Traditionally, we have had a few choices about what to with all of this ESI. First, we could just hand it all over to the other party without reviewing any of it for actual relevance or even privilege. Second, we could negotiate search terms with the other side, which we would then run against the ESI in an attempt to locate the most relevant information. All non-privileged ESI that was a “hit” with the search terms would be handed over to the other side. Third, we could have human reviewers reach each item to determine what is relevant (and non-privileged), and then produce that information. Each of these approaches has its benefits and problems, including the amount of time that the process takes, the cost of reviewing millions of items, the validity and usefulness of the process, etc.
With predictive coding, we have another choice to help determine what information is relevant. In this approach, we carefully review a small subset of the 20,000,000 item set – maybe as few as 2,500 items depending upon the margin of error that we can tolerate in our result. We then use predictive coding technology to “learn” from that set, applying that “knowledge” to the remaining 19,997,500 items.
Is Predictive Coding Worth the Trouble?
The effective use of predictive coding impacts the litigation process by substantially reducing the cost and time for review. In our example, in applying a predictive coding process we might manually review just 2,500 documents of the 20,000,000 set, depending on the specific technology, case requirements and tolerance for potential errors. If we assume a cost of $5 per document for high-level manual review (by a more experienced attorney) and just $0.50 for bulk review (by contract attorneys and paralegals), we would spend about $12,500 in review (plus the costs of the predictive coding technology process). This cost is in stark contrast to a complete manual review – which in this case could cost up to $10,000,000! (Note that in Da Silva, there were about 3.2 million documents. At one point the parties estimated a cost of $5 document to produce a projected set of 40,000 documents. Hearing Transcript at 62; Order at 6).

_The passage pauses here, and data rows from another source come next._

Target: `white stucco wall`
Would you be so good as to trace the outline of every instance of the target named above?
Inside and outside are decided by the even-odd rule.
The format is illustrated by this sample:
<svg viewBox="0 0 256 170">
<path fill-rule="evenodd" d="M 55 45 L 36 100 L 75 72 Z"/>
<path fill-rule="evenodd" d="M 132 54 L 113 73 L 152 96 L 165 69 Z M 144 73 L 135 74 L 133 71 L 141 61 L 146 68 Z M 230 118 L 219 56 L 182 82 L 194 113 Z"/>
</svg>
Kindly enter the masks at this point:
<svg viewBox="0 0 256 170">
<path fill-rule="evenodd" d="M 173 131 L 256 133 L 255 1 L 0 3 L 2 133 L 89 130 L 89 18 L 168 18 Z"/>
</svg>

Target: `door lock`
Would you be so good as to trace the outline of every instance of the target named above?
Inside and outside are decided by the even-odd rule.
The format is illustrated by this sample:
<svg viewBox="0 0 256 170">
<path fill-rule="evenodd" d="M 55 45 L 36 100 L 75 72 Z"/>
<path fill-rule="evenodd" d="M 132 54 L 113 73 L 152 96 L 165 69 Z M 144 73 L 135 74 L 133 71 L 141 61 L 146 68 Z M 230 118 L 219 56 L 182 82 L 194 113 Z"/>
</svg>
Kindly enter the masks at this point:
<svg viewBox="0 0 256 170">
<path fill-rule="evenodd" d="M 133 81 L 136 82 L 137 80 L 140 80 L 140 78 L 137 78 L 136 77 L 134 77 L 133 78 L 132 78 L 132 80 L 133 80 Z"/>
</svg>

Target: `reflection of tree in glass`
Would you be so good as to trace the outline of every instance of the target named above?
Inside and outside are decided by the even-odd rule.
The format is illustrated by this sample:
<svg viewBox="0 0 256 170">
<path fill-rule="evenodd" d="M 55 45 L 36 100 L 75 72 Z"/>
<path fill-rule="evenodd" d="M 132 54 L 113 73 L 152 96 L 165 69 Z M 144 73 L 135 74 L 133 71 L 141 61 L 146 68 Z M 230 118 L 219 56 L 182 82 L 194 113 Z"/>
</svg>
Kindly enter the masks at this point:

The predictive coding process takes less time because the computers handling the review are much faster, more consistent and can work longer hours than people. If we assume a review rate of two documents per minute, then the manual phase of our predictive coding process requires about 2 people-days (the machine-based review would come after this phase). In contrast, a complete, eyes-on review process would take 20,833 people-days! Even with a large team of 100 reviewers, that process would take over 200 working days and require strong project management to complete properly.
Perhaps more important, according to recent studies the predictive coding process is also more effective than human or keyword review. Unfortunately, it is difficult to determine the true accuracy of human review because opinions, even among experts, can vary on whether a document is relevant to a case. (Maura Grossman & Gordon Cormack, Technology-Assisted Review in E-Discovery Can Be More Effective and More Efficient Than Exhaustive Manual Review, XVII Rich. J.L. & Tech. 11 92011 at 9). But the bulk of available information implies that machine coding is better. In fact, some studies put a human reviewer’s recall– the percentage of relevant documents actually located – at less than 50%. The use of basic keywords is even worse, dropping recall to about 25%. (Grossman/Cormack at 18-19). Some predictive coding studies indicate that the process is far more accurate, in the range of 70% recall (Grossman/Cormack at 36-37). Given the lower cost and speed, recall that’s even close to the human level should be acceptable. (Note that other measures, such as precision and F1 (the harmonic mean of recall and precision) – are also important in this process. For more information see Grossman/Cormack at 9).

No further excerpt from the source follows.